Third: align IP incentives with strategic sectors. Congress is already advancing legislation on domestic manufacturing, energy infrastructure, supply chain resilience, and defense all areas where AI-enabled systems are increasingly central. But those efforts are disconnected from IP policy. Peter argues they should be integrated: if the US wants companies to develop and manufacture transformative AI technologies domestically rather than routing operations through IP-friendlier jurisdictions, the patent system needs to make that worth doing.

Applied AI Is Where the Stakes Are Highest

One of the more useful distinctions in Peter’s argument is between frontier AI the large language models and foundation models that get most of the press coverage and applied AI. Applied AI is the stuff embedded in industrial processes, energy grid management, medical diagnostics, logistics optimization, and defense systems. It’s less glamorous than a new GPT release, but it’s where the largest capital pools flow and where enforceable IP protection most directly shapes investment decisions.

This is where you find the manufacturing AI that companies are deploying to transform operations, the healthcare AI being integrated into diagnostic pipelines, and the industrial automation software running in factories. These are the systems where a company will spend tens of millions of dollars in R&D and then need patent protection to recoup that investment. If those patents can’t survive challenge, the calculus changes and so does the geography of where that R&D gets done.

What’s notable here is the downstream effect on US manufacturing competitiveness. The whole political and economic argument for domestic AI investment the one underpinning everything from semiconductor subsidies to Bezos’s AI manufacturing fund depends on companies having a reason to develop and scale their AI tools in the United States. Weak IP protection erodes that reason.

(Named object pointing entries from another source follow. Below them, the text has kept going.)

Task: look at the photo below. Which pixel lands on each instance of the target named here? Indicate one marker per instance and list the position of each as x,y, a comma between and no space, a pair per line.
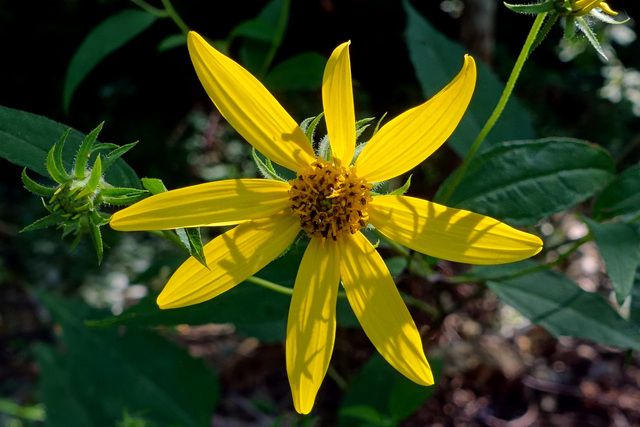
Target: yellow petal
337,99
231,257
411,137
380,310
249,107
213,203
311,327
448,233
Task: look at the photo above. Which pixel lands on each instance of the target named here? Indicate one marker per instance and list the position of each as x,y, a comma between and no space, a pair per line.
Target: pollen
330,201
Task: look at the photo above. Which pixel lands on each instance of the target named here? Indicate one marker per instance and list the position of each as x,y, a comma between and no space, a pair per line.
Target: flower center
330,201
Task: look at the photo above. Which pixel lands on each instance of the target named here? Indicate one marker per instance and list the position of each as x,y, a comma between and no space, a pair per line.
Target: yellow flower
331,202
583,7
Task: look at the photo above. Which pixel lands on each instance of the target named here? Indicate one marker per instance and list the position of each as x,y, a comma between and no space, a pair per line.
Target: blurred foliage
76,64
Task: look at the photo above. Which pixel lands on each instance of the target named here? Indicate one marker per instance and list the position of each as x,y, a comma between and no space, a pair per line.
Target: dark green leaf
116,154
619,246
107,37
621,197
302,72
522,182
36,188
555,302
55,218
103,372
390,395
172,41
27,138
437,60
154,185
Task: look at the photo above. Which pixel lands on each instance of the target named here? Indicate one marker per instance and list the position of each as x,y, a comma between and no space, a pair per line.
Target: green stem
270,285
160,13
506,94
168,7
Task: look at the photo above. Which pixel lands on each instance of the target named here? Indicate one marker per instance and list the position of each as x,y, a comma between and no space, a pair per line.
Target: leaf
555,302
521,182
381,395
437,60
27,138
619,247
103,372
302,72
108,36
621,197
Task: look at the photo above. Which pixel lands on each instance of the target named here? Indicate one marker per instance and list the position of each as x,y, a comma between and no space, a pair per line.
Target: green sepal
535,9
55,218
362,125
375,130
154,185
582,24
93,181
400,191
324,149
85,151
570,27
54,161
122,196
606,18
116,154
96,235
309,126
36,188
266,169
544,31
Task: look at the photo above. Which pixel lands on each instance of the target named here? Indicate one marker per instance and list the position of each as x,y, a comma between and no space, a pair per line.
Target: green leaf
123,196
108,36
536,8
102,372
172,41
27,138
55,218
154,185
555,302
302,72
619,247
310,128
621,197
521,182
84,151
437,60
381,395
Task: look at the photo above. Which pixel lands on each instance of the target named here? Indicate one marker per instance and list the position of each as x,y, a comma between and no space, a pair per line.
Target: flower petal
448,233
337,99
311,327
380,310
213,203
231,257
411,137
249,107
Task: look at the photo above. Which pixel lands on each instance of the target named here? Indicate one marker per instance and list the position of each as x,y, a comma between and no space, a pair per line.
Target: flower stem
506,94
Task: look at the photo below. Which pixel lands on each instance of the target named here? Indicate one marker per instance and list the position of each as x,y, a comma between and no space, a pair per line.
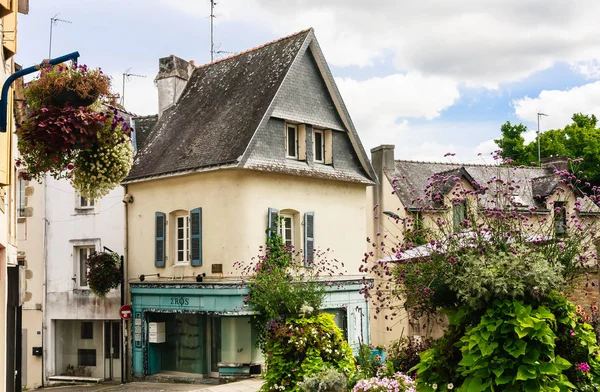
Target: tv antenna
127,75
53,22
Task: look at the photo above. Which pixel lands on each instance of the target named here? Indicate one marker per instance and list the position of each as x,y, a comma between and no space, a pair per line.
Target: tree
581,139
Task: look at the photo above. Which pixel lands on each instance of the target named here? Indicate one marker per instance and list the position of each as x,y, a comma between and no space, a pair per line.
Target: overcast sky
431,77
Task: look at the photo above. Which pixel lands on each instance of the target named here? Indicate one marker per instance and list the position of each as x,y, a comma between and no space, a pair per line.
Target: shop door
112,350
214,336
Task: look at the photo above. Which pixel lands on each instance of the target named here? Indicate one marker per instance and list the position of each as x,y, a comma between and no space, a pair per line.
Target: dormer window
319,146
291,141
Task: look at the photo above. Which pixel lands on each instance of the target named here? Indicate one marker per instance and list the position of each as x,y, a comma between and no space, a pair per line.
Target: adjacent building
239,143
403,183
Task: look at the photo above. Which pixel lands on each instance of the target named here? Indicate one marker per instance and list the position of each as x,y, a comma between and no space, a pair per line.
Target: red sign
125,312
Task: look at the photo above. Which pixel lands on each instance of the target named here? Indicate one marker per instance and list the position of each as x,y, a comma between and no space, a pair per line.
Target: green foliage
104,272
581,139
403,353
300,347
329,380
278,288
479,279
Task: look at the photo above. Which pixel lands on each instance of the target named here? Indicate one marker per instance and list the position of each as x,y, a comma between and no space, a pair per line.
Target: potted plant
62,85
104,272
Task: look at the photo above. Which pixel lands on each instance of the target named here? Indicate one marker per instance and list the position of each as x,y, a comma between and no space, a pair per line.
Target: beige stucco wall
234,218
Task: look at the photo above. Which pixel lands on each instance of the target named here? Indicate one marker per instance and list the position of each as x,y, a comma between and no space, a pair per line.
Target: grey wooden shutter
309,238
160,237
272,221
196,237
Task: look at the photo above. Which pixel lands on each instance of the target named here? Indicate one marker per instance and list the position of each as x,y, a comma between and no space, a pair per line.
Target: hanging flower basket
62,85
104,272
71,131
99,169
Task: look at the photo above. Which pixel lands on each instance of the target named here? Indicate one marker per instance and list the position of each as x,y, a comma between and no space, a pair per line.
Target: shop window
87,330
86,357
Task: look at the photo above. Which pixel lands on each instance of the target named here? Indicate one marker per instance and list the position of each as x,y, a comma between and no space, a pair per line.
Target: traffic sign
125,312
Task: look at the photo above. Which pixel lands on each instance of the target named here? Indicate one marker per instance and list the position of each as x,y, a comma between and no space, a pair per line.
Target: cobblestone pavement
251,385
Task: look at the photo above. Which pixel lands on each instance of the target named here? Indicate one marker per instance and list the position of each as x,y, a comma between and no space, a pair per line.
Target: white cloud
559,105
141,96
481,43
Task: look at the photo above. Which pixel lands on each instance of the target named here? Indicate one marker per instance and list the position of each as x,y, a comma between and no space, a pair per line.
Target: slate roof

The Investment Signal Problem

There’s a deeper issue embedded in Peter’s argument that’s worth pulling out. Patent policy isn’t just about protecting specific inventions after the fact it sends signals before any investment is made. Investors assess whether a startup’s IP portfolio is defensible before committing Series A money. Large enterprises evaluate patent strength in jurisdictions when deciding where to locate R&D operations. Global technology firms weigh enforcement regimes when choosing where to scale manufacturing.

A predictable patent system says: invest here, innovate here, your returns will be protected here. An unpredictable one where the USPTO says one thing and the Federal Circuit says another, and you can’t reliably know which standard your patent will be held to in litigation sends the opposite signal. It may not stop investment in US AI entirely, but it shifts the risk calculus, and in a competitive global environment, marginal shifts in risk calculus have outsized effects on where capital accumulates.

This is, ultimately, what makes Peter’s argument more than just a policy wonk’s complaint about Section 101 jurisprudence. The global AI race as she frames it isn’t just a hardware and compute race. It’s a race to build the most credible, predictable environment for AI innovation at scale. Right now, the US is ahead on many dimensions but leaving points on the table on this one.

What Needs to Happen Next

The path forward has two tracks running simultaneously. On the administrative track, Director Squires at the USPTO is already moving in the right direction his guidance reforms, the precedential PTAB decisions, and the examiner retraining all represent meaningful changes within the limits of what an executive agency can do without new legislation. That work should continue and accelerate.

On the legislative track, Congress needs to close the gap that judicial interpretation has opened under Section 101. Whether PERA is the right vehicle is genuinely debated and the EFF’s concerns about abuse deserve serious consideration. But the status quo, where patents can be issued and then struck down in litigation based on doctrine that even courts struggle to apply consistently, is not a stable foundation for a national AI strategy that depends on private capital doing most of the heavy lifting.